Mit dem fünften Vers - als ich die augen wieder aufschlug - wird jedenfalls ein anderer Ton angeschlagen, und mit ihm beginnt der Tag erst so wirklich; die exzessive Metaphorik auf engstem Versraum, die Verschiebungen und Verdichtungen sind dann verlassen.

Es sei das Gedicht hier weder in seinem ganzen Verlauf nachgezeichnet, noch als Ganzes gedeutet. Nur auf einige seiner Eigenschaften sei hingewiesen, auf bestimmte Momente, in denen Schreibweisen und Traditionen dekonstruiert werden.

So beginnt die zweite Strophe mit dem Vers und die erste der lerchen. Es heisst hier eben nicht: die erste Lerche, sondern die erste der lerchen; feierlicher, bedeutungsvoller (noch dazu den Raum eines ganzen Verses beanspruchend), aber auch sinn-verschiebend. Denn die erste der lerchen, das erinnert an Formeln wie der erste der Menschen oder der erste der Dichter; man könnte also denken, dass hier eine besonders hochgestellte Lerche zu singen beginnt. Das enthält einen auffälligen und komisch wirkenden Anthropomorphismus (menschlich-soziale Hierarchien werden auf nicht-menschliche Natur projiziert.). Und diese Komik beruht wesentlich darauf, dass der Vers dennoch temporal verstanden werden kann - als ob nur von der ersten morgendlichen Lerche die Rede wäre. Dazu kommt die Sprichwörtlichkeit des Lerchengesangs in Liebeszusammenhängen - und es handelt sich ja auch hier um ein Liebesgedicht -, man denke etwa an das zum geflügelten Wort gewordene Es ist die Lerche, nicht die Nachtigall, aus Shakespeare´s Romeo und Julia. Wie schon in den ersten beiden Versen wird auch ein Spiel mit dem Anachronismus und mit dem poetischen Klischee getrieben.

Dieses zwiespältige Spiel wird im nächsten Vers unmissverständlich: Denn da wird diese Lerche liebes kleinod der felder genannt, sehr treuherzig, sehr traulich sozusagen und in einigem Widerspruch zu ihrer feierlichen Evokation als erste der lerchen. Spätestens an diesem Punkt kann kein Zweifel mehr am Ironischen, ja auch Komischen und Parodistischen dieses Gedichtes bestehen. Der Vergleich der Stimme der Lerche mit einer Münze (warf ihre stimme/, eine münze aus der höhe des himmels/, uns zu) lässt so in seiner Unanschaulichkeit, aber auch in seiner etwas haltlosen Grossartigkeit und in seinem konzeptuellen Überhang, in seinem Präziösen und seinen synästhetischen Konnotationen noch einmal an den frühen hahn denken, der wie eine rote zunge traf.

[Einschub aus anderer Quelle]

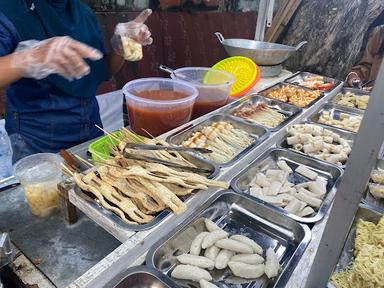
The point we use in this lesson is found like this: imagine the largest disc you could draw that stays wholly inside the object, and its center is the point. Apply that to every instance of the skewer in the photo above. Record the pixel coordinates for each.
(84, 161)
(67, 170)
(109, 134)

In den Versen geht hinaus an den schimmernden bach!/ geht hinaus zu den rieselnden weiden! wird die Naivität weiter forciert und eben damit blossgestellt: Die Lerche (das Wappentier der Liebenden) ruft den Liebenden etwas zu. Denn so ist die Poesie seit Orpheus: sie versteht die Sprache der Tiere; und so bleibt die Poesie, wenn sie kindlich sein will und uns Märchen erzählt.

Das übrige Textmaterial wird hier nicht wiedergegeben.